[RFC] trappy: add support for event callbacks

joelagnel commented 7 years ago

This series adds event callbacks support to trappy so that trappy users can register callbacks for trace events, that can be used to drive a state machine to do some analysis.

Example analysis script using this is here: https://github.com/joelagnel/lisa/blob/40047eab82ed43152ef9d587ba89c5145cdb5d5b/get_wlat_cbs.py (disclaimer, the example script in the above link is very wip and needs to cleaned up and polished properly)

joelagnel commented 7 years ago

Hi Brendan, regarding your comment "Is the idea to avoid building the DataFrame for performance reasons? Is it parsing the trace that takes too long?".

Performance is part of the reason, but also that its impossible to use data frames in all situations. The data frames are build per-event, so you have 1 df per-event, like 1 for sched_switch and 1 for sched_wakeup. Inorder to build analysis script that process a state machine, the .apply() will not solve the problem because you would .apply the first data frame (which corresponds to the first event), and then .apply on the second data frame for the next event.

However, what is needed is something that processes event as a function of time. So for example, if the events are:

Time   event
1       switch
2       wakeup
3       switch

Then, using .apply, it will be perceived by the program:
switch_df.apply(..)
wake_df.apply(..)

As:
apply(1)
apply(3)
apply(2)

Instead what is needed is:
apply(1)
apply(2)
apply(3)

I don't see how this can be done using data frames. Even if it can be done using dfs, it will still not be as fast. Using in data frames in WIP script [1], I found that its 3 times slower than [2]. I don't think we should make using data frames as a rule if something can be solved in a different cleaner faster way. Also, citing the above example - I am not convinced that using data frames can be used to solve all analysis problems using joins and other data frame operations but I'd love to proved wrong!

As such, the API I am proposing is clean so I don't see an issue with it if someone doesn't want to use data frames for a particular usecase as I am. [1] https://github.com/joelagnel/lisa/blob/wake-lat-script/get_wlat.py [2 ]https://github.com/joelagnel/lisa/blob/wake-lat-script/get_wlat_cbs.py

bjackman commented 7 years ago

Ah, I see. I think I will have to take some time to get to grips with your use case and how it compares to the latency analysis stuff in LISA.

It can take a bit of experimentation, but Pandas can be really fast when you find the right way of expressing your operations. The API addition could definitely make sense but first I think we should be really certain that it's necessary.

derkling commented 7 years ago

An alternative and more PANDAS friendly way to perform that apply "in order" is to "join" the two DF and operate in the new one, which is something I've did here: https://github.com/ARM-software/lisa/blob/master/libs/utils/analysis/latency_analysis.py#L53

BTW, that API returns the latency DF which, AFAIU, it's exactly what your example above suggests. IOW, if you are after a latency analysis support perhaps we already have what you need in LISA.

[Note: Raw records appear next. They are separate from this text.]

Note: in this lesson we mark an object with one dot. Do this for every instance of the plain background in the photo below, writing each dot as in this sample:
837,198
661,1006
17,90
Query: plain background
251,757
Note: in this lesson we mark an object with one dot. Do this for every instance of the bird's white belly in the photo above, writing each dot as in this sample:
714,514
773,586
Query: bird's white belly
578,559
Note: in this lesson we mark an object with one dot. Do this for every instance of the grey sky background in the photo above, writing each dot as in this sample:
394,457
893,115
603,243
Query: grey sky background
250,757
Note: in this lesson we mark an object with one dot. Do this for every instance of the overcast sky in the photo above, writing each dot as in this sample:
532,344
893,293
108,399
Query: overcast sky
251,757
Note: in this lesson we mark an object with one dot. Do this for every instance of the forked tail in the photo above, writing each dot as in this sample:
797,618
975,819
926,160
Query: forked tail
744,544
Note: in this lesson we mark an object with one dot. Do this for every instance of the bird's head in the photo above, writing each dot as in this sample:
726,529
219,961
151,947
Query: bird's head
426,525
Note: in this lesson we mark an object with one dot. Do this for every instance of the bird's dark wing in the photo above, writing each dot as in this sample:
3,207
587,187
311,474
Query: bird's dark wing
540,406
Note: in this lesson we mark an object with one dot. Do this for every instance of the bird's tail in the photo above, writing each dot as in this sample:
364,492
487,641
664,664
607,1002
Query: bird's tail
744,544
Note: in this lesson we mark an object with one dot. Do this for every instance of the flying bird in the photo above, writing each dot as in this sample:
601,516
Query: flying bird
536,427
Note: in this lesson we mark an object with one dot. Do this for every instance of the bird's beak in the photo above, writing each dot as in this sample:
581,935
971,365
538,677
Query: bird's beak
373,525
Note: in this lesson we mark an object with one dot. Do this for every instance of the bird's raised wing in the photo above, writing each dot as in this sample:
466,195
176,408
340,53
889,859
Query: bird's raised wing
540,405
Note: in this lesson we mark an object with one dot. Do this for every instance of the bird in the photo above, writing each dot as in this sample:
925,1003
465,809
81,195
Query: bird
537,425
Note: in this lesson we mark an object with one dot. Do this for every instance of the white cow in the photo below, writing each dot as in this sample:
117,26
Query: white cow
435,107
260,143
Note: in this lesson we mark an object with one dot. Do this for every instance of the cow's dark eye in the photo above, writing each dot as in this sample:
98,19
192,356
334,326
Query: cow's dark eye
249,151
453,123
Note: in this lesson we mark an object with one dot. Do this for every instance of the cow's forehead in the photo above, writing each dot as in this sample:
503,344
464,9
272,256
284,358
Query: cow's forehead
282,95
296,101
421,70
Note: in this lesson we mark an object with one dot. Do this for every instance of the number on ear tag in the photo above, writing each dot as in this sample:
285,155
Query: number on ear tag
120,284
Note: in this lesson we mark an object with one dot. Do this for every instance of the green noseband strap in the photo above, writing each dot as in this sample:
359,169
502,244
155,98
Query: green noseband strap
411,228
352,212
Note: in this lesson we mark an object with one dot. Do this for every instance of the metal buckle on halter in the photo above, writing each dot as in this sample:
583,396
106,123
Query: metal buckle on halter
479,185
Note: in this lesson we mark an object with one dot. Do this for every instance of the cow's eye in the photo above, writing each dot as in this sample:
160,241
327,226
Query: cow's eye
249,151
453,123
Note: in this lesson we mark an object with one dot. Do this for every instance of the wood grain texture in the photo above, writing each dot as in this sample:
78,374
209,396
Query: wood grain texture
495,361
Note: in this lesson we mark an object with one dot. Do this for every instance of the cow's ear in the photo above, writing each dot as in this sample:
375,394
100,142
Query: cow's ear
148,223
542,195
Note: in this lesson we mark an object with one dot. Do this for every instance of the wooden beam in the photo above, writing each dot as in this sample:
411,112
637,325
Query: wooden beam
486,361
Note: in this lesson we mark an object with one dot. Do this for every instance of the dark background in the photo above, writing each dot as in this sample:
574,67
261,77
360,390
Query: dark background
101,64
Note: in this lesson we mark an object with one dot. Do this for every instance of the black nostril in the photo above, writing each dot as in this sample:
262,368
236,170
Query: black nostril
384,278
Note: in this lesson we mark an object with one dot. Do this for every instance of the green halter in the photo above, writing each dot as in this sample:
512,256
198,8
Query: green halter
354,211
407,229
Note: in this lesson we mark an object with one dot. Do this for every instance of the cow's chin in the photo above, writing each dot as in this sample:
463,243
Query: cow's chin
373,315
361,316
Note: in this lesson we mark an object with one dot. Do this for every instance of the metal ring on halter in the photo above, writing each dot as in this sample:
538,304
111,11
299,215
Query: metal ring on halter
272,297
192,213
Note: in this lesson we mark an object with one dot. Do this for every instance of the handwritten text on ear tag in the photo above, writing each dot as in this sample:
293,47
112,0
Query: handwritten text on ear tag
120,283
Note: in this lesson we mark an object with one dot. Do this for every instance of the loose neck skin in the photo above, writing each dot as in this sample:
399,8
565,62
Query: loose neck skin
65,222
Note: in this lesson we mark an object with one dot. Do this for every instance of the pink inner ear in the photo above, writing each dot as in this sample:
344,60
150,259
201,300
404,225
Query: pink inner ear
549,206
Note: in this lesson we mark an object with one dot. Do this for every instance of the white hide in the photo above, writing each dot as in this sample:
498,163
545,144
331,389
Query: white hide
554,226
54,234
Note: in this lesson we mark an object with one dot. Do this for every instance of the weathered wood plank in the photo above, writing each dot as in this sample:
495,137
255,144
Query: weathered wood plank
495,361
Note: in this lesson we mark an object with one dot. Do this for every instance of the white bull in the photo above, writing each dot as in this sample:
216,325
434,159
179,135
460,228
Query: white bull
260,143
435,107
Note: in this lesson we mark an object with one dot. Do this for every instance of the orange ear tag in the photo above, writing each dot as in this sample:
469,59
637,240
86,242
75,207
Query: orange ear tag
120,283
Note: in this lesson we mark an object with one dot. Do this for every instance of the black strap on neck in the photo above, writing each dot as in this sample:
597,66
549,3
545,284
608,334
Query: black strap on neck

This notebook: https://github.com/ARM-software/lisa/blob/master/ipynb/examples/trace_analysis/TraceAnalysis_TasksLatencies.ipynb shows how to get DF, stats and plots for both wakeup and preemption latencies.

joelagnel commented 7 years ago

Its totally possible to do this with join and sorting, but this trappy feature is useful for cases of analysis where you cannot join for example and still need to process in a time-correlated fashion (and also do it fast)

sinkap commented 7 years ago

I assigned myself to this PR, since it seems like an interesting feature, will take a look at this later in the day.

bjackman commented 7 years ago

I took a look through your example scripts and got up to speed on LISA's latency_analysis module and they do the same thing. Have you tried LISA's analysis module to see how it performs on the traces you're looking at?

Its totally possible to do this with join and sorting, but this trappy feature is useful for cases of analysis where you cannot join for example and still need to process in a time-correlated fashion (and also do it fast)

I can't think of any use cases where you can't solve it using joins. Also I can't see how the callbacks can be (necessarily) faster than using DataFrame.apply - the only thing that adds overhead is constructing the joined DataFrame which can be done pretty fast.

I'm not a big fan of the fact that the callback method can only happen when you construct the trace object. I feel the constructor should really be about building & collating data structures, and rich analysis tools should be provided as methods on an existing object. This isn't just an abstract artisanal concern, it's also true that having the methods that call your callbacks is a more flexible solution as you can have your callbacks called multiple times.

So.. you start thinking "how would I implement methods to provide these callbacks?" and you pretty quickly get to using DataFrame joins and applys..

joelagnel commented 7 years ago

@bjackman @derkling, how do you feel about API that looks like: ftrace_object.apply(callbacks = { 'sched_switch': switch_cb, 'sched_wakeup': wake_cb })

Internally trappy can then go over the dataframes and then do whatever it wants with it like join them, and then apply the callbacks passed. Do you think that's something that you're Ok with?

bjackman commented 7 years ago

@bjackman @derkling, how do you feel about API that looks like: ftrace_object.apply(callbacks = { 'sched_switch': switch_cb, 'sched_wakeup': wake_cb })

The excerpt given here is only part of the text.